House price analysis often suffers from the cherry picking of start dates – I’ve done it myself in teh chart above – and you can pretty much make the data say almost whatever you want.
For example, by cherry-picking a start date of 2003, I can show Sydney as having been a relative “under-performer” to Melbourne, Perth, and Darwin.
Whereas in reality the median 1995 house price in Sydney was well under $200,000.
It’s about $1 million today.
I’m not sure what you should infer from that.
Basically, unless you are a great market timer – which most people aren’t – capital city buy and hold investment has been an outstanding bet over the long run.
To beat the material transaction costs, market timers would need to have bought and sold well in order to outperform.
The data above does show quite neatly how the resources capitals have cooled off in sympathy with the end of the mining investment boom.
No mean feats
Mean dwelling price growth has generally eased since APRA’s tightening measures, although average prices are still materially higher year-on-year in Sydney (+54,500), Melbourne (+$48,000), Brisbane (+$17,300), Adelaide (+$16,300), and the ACT (+$24,600).
Dwelling stock expands
Finally for today, the ABS also provides some useful figures on the estimated number of dwellings in each state.
The total number of dwellings increased by an estimated 39,000 in the first quarter to 9,661,500, to be 171,700 or 1.8 per cent higher over the year to March.
The chart helps to show how with the largest population, increases in dwelling supply reltatively speaking have a less dramatic effect in New South Wales.
Over the past four years NSW has managed to increase its dwelling stock by just 4.8 per cent, as compared to say 10.8 per cent in the ACT, and 10.3 per cent in the Northern Territory.
Victoria has comfortably been the most efficient planner and builder, adding an impressive 182,700 dwellings in four years, for an increase of 8 per cent.
Since this data series began in September 2011, Victoria has built by far the greatest number of dwellings at 204,800.
The demographics figures are not yet available to March 2016, but the population has likely grown by ~460,000 since that time, so the new supply has generally been well absorbed.
Over the same time period New South Wales has added about 28 per cent fewer dwellings at 146,900, with the population increase over that time being around ~450,000, so generally the new supply has been well absorbed here too.
Overall, the March figures showed a cooling of dwelling prices, although more recent indicators have shown activity on the rise again in Sydney since interest rates were cut.
There are some conflicting factors on the horizon for our property markets.

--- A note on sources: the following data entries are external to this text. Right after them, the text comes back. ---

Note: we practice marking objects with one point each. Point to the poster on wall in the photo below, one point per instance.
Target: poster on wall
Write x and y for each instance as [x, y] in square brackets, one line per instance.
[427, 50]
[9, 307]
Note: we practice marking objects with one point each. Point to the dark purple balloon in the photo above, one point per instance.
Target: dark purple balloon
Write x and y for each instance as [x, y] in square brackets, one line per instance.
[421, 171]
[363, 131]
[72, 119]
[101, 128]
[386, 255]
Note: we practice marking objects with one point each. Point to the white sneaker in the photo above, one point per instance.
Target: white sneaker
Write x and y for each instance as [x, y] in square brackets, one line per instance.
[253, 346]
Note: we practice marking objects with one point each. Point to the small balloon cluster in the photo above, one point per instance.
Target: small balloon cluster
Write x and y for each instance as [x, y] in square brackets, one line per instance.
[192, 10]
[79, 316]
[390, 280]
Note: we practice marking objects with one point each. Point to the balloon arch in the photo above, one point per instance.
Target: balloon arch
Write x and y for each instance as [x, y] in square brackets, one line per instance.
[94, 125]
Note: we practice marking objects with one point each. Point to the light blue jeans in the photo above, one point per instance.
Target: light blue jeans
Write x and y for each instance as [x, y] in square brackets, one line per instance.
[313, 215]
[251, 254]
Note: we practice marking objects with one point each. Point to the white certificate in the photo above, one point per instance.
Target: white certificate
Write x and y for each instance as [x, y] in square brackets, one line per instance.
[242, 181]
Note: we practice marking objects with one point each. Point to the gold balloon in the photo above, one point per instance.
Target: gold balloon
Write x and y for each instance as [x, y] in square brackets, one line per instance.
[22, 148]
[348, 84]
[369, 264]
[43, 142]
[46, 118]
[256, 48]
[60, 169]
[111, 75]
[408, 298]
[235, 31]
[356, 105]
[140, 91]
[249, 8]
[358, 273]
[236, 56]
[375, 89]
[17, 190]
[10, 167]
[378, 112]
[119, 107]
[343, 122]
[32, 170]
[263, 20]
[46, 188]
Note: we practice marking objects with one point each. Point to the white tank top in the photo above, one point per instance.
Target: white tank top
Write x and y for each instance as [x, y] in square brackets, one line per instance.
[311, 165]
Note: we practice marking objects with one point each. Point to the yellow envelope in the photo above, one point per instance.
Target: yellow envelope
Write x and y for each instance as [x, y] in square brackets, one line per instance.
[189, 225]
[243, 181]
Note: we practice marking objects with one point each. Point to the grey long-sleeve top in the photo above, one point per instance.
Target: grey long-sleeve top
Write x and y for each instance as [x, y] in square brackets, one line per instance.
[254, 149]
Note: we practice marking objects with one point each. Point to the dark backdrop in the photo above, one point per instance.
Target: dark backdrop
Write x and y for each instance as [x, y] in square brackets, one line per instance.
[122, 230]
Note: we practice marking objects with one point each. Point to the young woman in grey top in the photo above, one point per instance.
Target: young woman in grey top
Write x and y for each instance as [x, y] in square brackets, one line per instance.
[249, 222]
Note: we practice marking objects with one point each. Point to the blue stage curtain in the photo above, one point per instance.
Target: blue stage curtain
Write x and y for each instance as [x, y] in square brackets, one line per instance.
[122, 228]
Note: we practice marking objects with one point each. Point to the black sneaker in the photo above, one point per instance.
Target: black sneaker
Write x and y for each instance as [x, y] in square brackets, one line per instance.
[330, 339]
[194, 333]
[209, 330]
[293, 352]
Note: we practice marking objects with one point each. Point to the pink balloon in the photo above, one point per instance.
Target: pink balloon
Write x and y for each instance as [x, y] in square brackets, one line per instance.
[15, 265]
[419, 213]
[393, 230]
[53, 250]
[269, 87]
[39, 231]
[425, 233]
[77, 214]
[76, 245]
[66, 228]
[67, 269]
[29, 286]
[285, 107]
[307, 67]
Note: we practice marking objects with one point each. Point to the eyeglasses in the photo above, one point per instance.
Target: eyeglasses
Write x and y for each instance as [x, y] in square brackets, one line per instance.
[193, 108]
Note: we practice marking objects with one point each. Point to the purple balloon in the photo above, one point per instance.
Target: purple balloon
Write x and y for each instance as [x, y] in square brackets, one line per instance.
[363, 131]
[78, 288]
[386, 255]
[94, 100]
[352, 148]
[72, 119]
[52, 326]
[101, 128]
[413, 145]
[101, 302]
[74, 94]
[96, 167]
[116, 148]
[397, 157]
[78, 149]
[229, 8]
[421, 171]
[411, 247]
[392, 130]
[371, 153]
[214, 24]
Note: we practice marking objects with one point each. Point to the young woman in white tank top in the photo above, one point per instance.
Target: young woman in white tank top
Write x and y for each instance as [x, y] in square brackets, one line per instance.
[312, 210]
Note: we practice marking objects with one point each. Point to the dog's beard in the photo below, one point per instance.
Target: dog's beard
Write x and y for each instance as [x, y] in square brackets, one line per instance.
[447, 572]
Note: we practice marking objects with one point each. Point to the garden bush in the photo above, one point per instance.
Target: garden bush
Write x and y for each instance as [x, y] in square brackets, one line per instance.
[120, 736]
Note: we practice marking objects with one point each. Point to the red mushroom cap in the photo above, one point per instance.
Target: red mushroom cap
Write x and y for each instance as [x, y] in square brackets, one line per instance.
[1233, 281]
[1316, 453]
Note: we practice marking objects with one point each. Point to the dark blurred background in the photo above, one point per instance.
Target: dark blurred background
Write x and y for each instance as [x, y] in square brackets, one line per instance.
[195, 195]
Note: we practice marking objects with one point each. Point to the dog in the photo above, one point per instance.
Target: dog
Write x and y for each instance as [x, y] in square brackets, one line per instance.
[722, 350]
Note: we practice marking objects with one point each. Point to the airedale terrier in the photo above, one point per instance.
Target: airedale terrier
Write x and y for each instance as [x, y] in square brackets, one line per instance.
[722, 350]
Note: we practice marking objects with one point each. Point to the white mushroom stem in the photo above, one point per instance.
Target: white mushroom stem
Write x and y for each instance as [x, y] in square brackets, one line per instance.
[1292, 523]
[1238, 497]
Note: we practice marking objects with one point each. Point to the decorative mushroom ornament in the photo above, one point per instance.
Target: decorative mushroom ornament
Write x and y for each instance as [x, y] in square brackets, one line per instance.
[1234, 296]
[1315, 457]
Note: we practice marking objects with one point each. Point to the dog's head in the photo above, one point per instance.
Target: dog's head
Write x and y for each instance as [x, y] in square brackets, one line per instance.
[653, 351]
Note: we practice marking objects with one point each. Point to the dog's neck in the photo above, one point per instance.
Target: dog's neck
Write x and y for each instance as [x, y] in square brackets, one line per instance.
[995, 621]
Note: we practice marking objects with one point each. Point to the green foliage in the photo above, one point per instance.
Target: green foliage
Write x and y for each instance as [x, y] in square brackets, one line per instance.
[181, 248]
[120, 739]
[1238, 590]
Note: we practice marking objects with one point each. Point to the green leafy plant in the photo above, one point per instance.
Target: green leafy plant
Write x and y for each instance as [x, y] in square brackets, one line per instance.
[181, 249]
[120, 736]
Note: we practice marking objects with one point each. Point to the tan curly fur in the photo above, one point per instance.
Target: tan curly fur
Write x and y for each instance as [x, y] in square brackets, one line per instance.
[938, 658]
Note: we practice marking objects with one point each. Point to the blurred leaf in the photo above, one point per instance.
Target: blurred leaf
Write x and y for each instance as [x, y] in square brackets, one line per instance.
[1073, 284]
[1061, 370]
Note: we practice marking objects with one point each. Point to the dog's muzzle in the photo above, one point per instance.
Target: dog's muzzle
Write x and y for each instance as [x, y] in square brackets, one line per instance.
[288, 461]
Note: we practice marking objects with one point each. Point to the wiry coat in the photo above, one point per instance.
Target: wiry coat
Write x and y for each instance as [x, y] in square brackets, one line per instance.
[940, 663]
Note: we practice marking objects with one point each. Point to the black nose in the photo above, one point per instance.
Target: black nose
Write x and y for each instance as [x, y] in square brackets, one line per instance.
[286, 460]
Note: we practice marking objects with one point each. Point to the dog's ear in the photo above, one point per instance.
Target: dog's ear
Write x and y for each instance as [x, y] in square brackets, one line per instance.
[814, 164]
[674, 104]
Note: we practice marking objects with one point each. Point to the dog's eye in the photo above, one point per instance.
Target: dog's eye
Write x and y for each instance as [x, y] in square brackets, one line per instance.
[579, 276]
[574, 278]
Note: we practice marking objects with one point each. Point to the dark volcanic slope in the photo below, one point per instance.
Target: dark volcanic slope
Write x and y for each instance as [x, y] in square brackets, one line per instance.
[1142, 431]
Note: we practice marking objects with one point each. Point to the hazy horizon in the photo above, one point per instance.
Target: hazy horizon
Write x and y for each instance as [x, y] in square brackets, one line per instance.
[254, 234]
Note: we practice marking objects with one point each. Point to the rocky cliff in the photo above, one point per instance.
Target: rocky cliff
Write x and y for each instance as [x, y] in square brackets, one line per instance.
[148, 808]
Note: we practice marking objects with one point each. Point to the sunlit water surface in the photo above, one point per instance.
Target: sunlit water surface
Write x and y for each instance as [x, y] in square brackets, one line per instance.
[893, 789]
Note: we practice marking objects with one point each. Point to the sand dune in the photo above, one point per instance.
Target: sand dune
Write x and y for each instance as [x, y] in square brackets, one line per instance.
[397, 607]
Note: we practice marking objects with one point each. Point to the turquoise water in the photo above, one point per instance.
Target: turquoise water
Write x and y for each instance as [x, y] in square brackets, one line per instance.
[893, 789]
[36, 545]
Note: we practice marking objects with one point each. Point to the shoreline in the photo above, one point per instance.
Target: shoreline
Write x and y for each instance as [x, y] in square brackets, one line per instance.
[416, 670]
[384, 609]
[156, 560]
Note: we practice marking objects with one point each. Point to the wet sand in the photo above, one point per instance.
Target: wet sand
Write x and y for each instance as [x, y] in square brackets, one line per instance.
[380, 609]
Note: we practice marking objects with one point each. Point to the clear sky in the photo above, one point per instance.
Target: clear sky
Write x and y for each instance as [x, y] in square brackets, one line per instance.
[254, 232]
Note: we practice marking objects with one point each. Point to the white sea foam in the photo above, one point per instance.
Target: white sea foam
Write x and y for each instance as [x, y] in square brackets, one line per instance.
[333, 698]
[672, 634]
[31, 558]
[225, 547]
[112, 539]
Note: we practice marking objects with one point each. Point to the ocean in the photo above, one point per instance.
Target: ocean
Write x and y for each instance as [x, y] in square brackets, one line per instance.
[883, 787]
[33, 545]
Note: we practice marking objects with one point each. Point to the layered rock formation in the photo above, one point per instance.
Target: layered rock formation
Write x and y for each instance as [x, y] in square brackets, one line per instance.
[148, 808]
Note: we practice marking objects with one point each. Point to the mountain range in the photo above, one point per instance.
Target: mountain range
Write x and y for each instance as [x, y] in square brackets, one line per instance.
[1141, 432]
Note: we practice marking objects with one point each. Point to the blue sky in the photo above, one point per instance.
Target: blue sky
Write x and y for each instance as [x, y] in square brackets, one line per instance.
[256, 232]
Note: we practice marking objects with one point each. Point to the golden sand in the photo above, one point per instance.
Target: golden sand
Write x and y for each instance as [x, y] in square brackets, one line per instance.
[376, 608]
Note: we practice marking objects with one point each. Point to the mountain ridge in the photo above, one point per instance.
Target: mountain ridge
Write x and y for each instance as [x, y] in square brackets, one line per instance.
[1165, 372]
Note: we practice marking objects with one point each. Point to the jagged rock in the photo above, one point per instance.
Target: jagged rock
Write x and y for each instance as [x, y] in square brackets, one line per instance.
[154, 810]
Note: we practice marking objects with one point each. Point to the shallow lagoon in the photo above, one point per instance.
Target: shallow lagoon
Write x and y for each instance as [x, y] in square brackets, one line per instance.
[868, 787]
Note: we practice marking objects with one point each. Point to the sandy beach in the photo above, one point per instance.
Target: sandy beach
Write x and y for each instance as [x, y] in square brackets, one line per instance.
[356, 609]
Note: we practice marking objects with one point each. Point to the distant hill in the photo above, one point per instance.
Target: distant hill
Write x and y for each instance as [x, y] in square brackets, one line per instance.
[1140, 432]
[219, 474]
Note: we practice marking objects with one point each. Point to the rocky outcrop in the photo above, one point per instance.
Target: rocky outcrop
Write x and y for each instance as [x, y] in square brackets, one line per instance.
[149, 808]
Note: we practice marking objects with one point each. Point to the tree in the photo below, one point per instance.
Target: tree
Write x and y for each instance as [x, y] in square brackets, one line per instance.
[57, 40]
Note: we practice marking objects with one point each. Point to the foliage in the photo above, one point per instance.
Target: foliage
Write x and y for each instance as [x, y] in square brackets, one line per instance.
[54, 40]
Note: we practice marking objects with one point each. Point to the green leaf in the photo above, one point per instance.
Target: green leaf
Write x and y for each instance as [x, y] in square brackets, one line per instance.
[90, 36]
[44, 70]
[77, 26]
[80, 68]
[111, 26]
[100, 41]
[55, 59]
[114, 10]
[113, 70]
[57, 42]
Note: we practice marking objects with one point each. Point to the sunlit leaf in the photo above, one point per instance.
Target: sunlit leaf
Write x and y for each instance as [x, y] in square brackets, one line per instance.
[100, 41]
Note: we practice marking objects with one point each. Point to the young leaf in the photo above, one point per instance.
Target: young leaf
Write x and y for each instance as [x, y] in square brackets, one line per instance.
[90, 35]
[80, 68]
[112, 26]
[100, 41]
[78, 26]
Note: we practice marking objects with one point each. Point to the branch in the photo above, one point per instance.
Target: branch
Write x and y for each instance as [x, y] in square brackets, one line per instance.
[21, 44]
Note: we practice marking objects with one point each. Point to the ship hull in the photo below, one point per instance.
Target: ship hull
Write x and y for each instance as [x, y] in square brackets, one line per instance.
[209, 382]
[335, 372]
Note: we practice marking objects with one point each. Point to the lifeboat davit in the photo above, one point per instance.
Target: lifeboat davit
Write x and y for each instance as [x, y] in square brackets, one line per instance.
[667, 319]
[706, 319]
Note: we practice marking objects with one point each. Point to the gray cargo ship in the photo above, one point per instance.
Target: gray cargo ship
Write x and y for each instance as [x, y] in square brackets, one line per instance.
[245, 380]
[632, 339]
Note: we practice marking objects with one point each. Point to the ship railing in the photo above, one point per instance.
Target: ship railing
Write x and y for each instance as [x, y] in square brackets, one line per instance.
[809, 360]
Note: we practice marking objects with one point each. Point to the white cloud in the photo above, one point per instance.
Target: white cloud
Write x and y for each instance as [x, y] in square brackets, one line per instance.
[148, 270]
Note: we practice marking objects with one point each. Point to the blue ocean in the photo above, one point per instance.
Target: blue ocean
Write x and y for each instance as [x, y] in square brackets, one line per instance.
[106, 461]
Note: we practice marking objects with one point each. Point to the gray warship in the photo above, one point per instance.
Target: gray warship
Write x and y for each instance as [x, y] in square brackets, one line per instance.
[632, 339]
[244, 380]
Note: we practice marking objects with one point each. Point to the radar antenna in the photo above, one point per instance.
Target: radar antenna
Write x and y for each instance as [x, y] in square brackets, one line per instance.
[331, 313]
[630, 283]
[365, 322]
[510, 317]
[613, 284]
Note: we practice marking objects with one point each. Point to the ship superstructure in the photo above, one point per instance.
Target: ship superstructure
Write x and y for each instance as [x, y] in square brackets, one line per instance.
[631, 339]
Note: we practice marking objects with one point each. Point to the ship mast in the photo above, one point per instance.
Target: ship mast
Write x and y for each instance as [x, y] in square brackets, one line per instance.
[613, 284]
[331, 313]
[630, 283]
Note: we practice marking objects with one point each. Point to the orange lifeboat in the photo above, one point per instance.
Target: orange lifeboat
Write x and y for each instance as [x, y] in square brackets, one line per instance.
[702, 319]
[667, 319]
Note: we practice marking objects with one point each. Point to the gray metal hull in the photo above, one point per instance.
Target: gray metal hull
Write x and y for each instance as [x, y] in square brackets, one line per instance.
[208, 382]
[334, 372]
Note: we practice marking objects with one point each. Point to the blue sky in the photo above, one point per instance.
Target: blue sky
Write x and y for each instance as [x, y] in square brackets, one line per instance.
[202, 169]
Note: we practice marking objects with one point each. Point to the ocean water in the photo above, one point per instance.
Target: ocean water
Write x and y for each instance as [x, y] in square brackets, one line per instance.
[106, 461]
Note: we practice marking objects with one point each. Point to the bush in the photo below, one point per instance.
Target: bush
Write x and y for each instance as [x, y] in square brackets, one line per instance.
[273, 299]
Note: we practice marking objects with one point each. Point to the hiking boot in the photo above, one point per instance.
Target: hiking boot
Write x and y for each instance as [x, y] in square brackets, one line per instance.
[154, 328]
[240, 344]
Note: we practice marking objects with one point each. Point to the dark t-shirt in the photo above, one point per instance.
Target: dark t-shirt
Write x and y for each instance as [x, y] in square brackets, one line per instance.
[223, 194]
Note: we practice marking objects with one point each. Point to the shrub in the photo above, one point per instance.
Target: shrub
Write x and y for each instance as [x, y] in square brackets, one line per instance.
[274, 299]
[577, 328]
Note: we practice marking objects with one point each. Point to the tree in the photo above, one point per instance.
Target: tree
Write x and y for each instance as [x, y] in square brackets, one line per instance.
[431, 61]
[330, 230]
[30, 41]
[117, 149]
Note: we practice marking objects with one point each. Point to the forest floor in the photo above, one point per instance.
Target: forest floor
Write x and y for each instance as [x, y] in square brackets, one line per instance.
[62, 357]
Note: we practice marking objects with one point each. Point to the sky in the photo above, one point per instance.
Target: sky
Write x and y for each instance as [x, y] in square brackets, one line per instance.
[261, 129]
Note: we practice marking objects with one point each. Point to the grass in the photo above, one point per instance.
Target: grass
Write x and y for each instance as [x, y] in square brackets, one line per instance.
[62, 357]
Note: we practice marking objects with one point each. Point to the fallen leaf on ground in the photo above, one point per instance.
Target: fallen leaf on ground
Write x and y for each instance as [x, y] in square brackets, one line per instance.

On the positive side of the ledger, the inner suburban capital city markets will likely see a boost from new visa rules effective 1 July.
That having been said, there are some curve balls in the post.
Banks are presently making it more difficult for non-resident borrowers to secure finance, for example, suggesting that regulators are keen to keep a lid on price growth going forward, while some state governments have also made a revenue grab on stamp duty for non-resident buyers.
Further, there is a high volume of supply set to hit the market over the next couple of years, which should help in part to negate the impact of any further monetary easing.